We all should share a mutual objective of responsible gun ownership. That goal might well involve training, testing and live-fire qualification. Aside from the Constitutional issues at stake, shouldn’t we be interested in promoting some such measures.
Would any training, testing or qualification regimen be worthwhile? Reasonable commentators might differ. In some places, youth are reared with intensive training in safe and effective gun usage. In others, there is an appalling lack of exposure to even the rudiments of gun safety. Perhaps there is room for differences among the several states as to how to approach this question.
One Constitutional approach would be for Congress to exercise its explicit power “To provide for organizing, arming, and disciplining, the Militia . . . “ and for the states to “train . . . the Militia according to the discipline prescribed by Congress;” Before leaping to a Federal solution, however, we can look at the fifty states as laboratories in democracy.
There is already a well-developed system of “reciprocity” in bilateral recognition of state Concealed Carry Permits; and even unilateral recognition by one state of all other states’ permits. Some states beef-up their own requirements with a deliberate objective of qualifying their residents to carry in more sister states. Other states adopt an entirely nonchalant attitude and allow anyone to carry without a permit. And there are many graduations in between.
Let’s predict that a future Supreme Court holds that the right to carry may not be denied to any qualified citizen. “Shall-issue” would become the law of the land. Each state, and some municipalities such as New York City, would be compelled to issue CCPs to any qualified applicant, including non-residents, who meet objective criteria.
The existing system of bilateral reciprocity and unilateral recognition would remain. A typical gun carrier who travels interstate could elect to obtain the few permits required to carry in the states in which he actually travels, if one does not provide reciprocity for all of them.

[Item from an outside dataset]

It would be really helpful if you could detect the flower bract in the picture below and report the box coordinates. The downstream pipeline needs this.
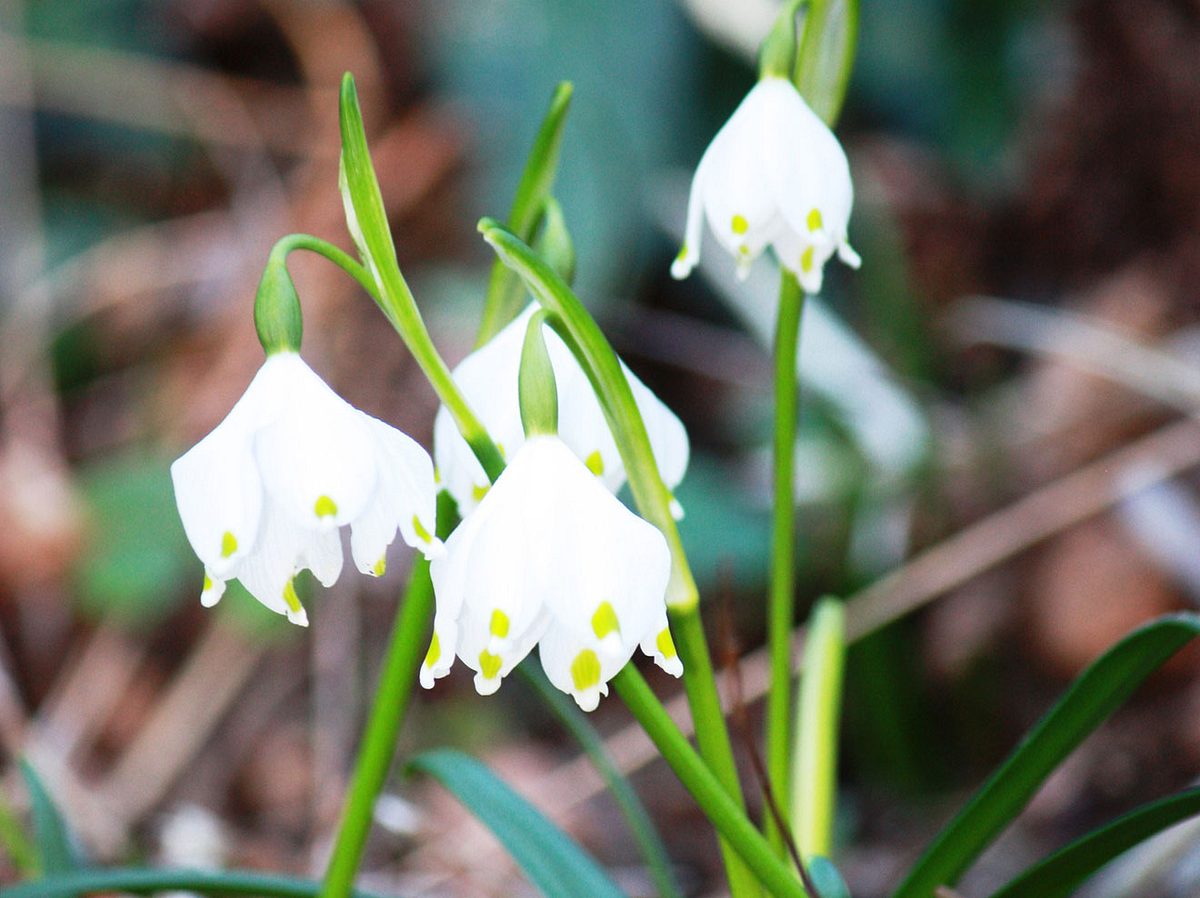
[170,352,443,625]
[671,77,860,293]
[420,436,683,711]
[433,304,689,516]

The practical difficulty would be with the most stringent jurisdictions: California, Hawaii, Massachusetts, Maryland, New Jersey, New York and New York City, and the District of Columbia. These restrictive jurisdictions might be tempted to limit reciprocity to other similarly restrictive jurisdictions, but their efforts would fail under nationwide “shall-issue” rules. Any American could acquire a permit from the most restrictive state by meeting its requirements.

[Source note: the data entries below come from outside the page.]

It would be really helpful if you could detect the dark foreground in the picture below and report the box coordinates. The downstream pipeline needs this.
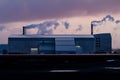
[0,54,120,80]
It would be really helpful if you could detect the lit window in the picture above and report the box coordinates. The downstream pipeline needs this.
[76,46,80,48]
[31,48,38,51]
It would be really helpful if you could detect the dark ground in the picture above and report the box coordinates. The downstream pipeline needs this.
[0,54,120,80]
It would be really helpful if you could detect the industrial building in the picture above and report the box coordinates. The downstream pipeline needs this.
[8,24,112,54]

States could try to restrict the opportunities and number of applicants (e.g., by limiting the number of authorized trainers, demanding exams be taken at a single local site, etc.) These requirements would be met by lawsuits. But more importantly, they will prove futile when non-residents can “shop” the less onerous issuers. We could hope this leads to the various jurisdictions negotiating standardized qualifications. There might be several levels of requirements, but states could begin offering to certify applicants for whichever degree of reciprocity they choose.
This sort of solution should promote responsible gun ownership and carry throughout the nation while respecting local standards. “Constitutional carry” states would continue to offer permits (having corresponding training) to facilitate travel in other jurisdictions. At the same time, the more stringent standards of the more demanding jurisdictions might “trickle down” to other states as the means to meet them become widespread.
It is interesting to speculate on what path the next Court will take as it moves into a supportive stance on Second Amendment rights. It is likely to be a rather drawn out, case by case process, enhancing our rights but not voiding all restrictions with one blow.
Whatever decisions are made, there will be unintended consequences as anti-rights politicians try to evade new law, which could surprisingly lead to new opportunities for the pro-rights community.
—’MarkPA’ is trained in economics, a life-long gun owner, NRA Instructor and Massad Ayoob graduate. He is inspired by our inalienable rights to “life, liberty and the pursuit of happiness” and holds that having the means to defend oneself and one’s community is vital to securing them.